As the last of the college acceptances roll in for high school seniors this month, it’s likely more of those offers than ever before will be coming from campuses far from home. Over the last two decades, the number of students traveling a significant distance to college has increased as places that once felt far away now feel as if they are one town over thanks to modern communications and discount airlines.
The trend has only accelerated in recent years as an abundance of college campuses in the Northeast and Midwest struggle to fill their seats given the demographic trends of their surroundings: the high school graduating class of 2020 from states in those two regions is projected to have 80,000 fewer students than the class of 2013, for example.
“There is a recruitment war,” said Jon Boeckenstedt, associate vice president for enrollment management and marketing at DePaul University in Chicago. “Colleges are spending a lot more money to go a lot farther away to get students.”
In seven states, the number of high school graduates leaving to go out-of-state to college has more than doubled since 2008. Those top exporters include Arizona, Georgia, Mississippi, Nevada, North Carolina, Texas, and the biggest of all, California.
California is fertile ground for colleges looking to go far afield for students. Beyond the fact that there are too many high school graduates for too few seats in the state’s public university systems, students in the Golden State are willing to travel to college. The high school class of 2015 from California, for instance, traveled a median distance of 253 miles to go to college, according to data collected by Hobsons through its college-planning tool, Naviance. By comparison, nationwide, about half of students who attend four-year colleges do so within 100 miles of their home.
As a result, colleges from all over the country are sending admissions officers to California, and in some cases hiring full-time recruiters to be on the ground there. The Regional Admission Counselors of California, which represents out-of-state college recruiters, has some 130 members, more than double what it had in five years ago.
But even as more colleges expand their search area for prospects, there are several signs that the number of students willing to get on a plane or drive several hours to go to college is not keeping pace, according to a study I recently authored on the future of college admissions.
For one, the students willing to go away to school tend to have the most choices about where they go. They usually have higher test scores and grades and come from upper-income families. But in the decade ahead the biggest growth in high school graduates will be among low-income and Hispanic students whose parents didn’t go to college and who historically have been unable or unwilling to travel far for college.
Second, the campuses with the most geographically diverse student bodies also tend to be the wealthiest and most elite schools in the country. Prestige is the reason students are willing to travel to attend them. The schools now trying to extend their geographic reach are lower-tier colleges without national brand names. The way they attract students from a few states away is to shower them with financial aid. Colleges are discounting their tuition more than ever before, and if that aid ever disappears, so too will the students from far away who often have higher travel costs than their classmates. “The composition of the recruitment pool is masking the real problem of discounts,” Boeckenstedt said.

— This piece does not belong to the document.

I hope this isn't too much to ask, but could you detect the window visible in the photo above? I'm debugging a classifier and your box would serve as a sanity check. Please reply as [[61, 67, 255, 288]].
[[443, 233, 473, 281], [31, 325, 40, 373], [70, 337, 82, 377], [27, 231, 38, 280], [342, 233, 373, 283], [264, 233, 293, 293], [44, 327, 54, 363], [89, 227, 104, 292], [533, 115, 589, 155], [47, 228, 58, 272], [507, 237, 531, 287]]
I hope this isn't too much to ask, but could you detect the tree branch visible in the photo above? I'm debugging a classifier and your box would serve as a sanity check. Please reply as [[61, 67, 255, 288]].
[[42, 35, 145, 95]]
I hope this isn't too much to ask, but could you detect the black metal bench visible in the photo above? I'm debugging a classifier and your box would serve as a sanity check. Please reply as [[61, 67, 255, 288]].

Third, while application totals are up at most colleges, including from faraway students, it’s difficult for many colleges to determine the interest of students in actually enrolling. With the exception of elite colleges, the percentage of accepted students who eventually enroll (known as yield rate) has been steadily declining in recent years—from an average of 49 percent in 2002 to 36 percent in 2015. At many schools it’s below 20 percent.
The reason? Students are applying to more colleges than in the past. The proportion of college freshmen who applied to seven or more colleges reached 36 percent in 2015, up from 17 percent a decade ago, and from just 9 percent in 1990. The schools that have benefited the most from this uptick in applications are campuses that really don’t need them. The most selective institutions—those that accept fewer than half of applicants and only represent 20 percent of colleges in the U.S.—accounted for one third of all college applications in 2014.
High-school counselors told me during the research for my study that not all students are ready at 18 to go away to college, and all of them had stories of former students who had transferred to a school closer to home after their first year because they were homesick or they found it too expensive to be traveling back-and-forth.
The concept of going away to college is a relatively recent phenomenon in American higher education. Until the 1970s and 1980s, most students stayed close to home. As the cost of college skyrockets ever upward and fewer students are willing to travel, there’s a very good chance that higher education might be returning to its local roots.